BMW, in 1966, hired Italian design house and coachbuilder Frua to pen a convertible based on the bones of the GT sports car manufactured by Glas, the automaker most widely known for the Goggomobile series of minicars, which BMW had acquired earlier that same year. The result was the 1600 GT convertible, of which just two prototypes were built.
The cars featured the basic Glas GT body but sported several BMW design cues like the signature kidney grille and round headlights borrowed from a BMW 1602. More importantly, they also featured a 105-horsepower engine and rear axle borrowed from the sporty BMW 1600 TI.
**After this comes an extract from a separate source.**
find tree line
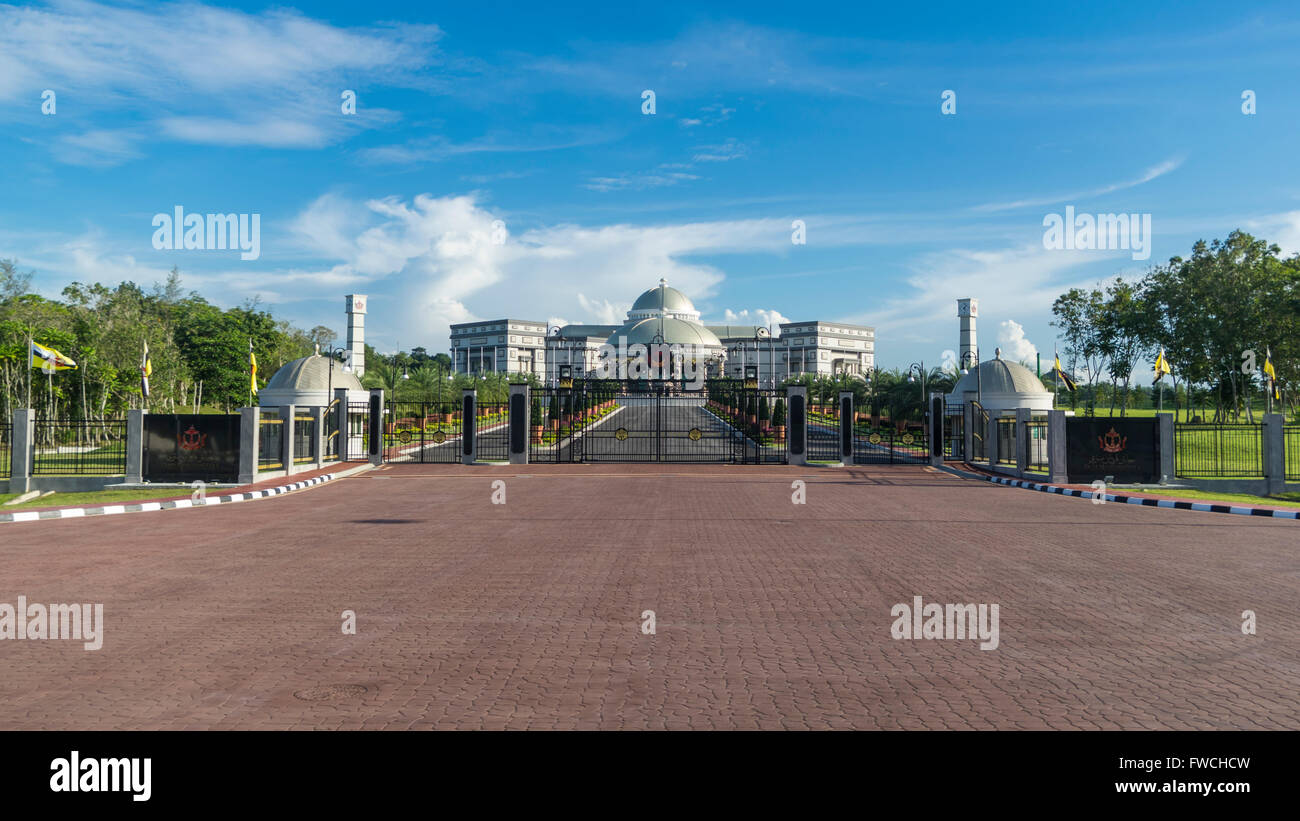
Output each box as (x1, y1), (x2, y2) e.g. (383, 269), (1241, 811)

The plan was to sell the cars in the United States, with the proposal originally coming from famed European vehicle importer Max Hoffmann, who had earlier inspired BMW to build the 507. The 1600 GT convertible was to be a more affordable alternative to the 507 which failed to ignite the market due to its high price tag.
Sadly, production never went beyond the two prototypes.
Today, only one of those prototypes exist. The first was destroyed during a test drive shortly after its completion. The second was licensed to be driven on public roads and was given as a gift to leading shareholder Herbert Quandt. The Quandt family is still the majority shareholder in BMW.
It remained in the hands of the family for many years and was then passed on to other private owners before recently being found by BMW and acquired again. The car has since undergone a full restoration to the original condition that it left the factory more than 50 years ago.
The restoration became a project that formed part of the training of apprentices who were aspiring to become bodywork and vehicle construction mechanics.
It wasn’t an easy task as many parts for the car weren’t available, since it was never in production. Thus, replicas of numerous components were painstakingly manufactured.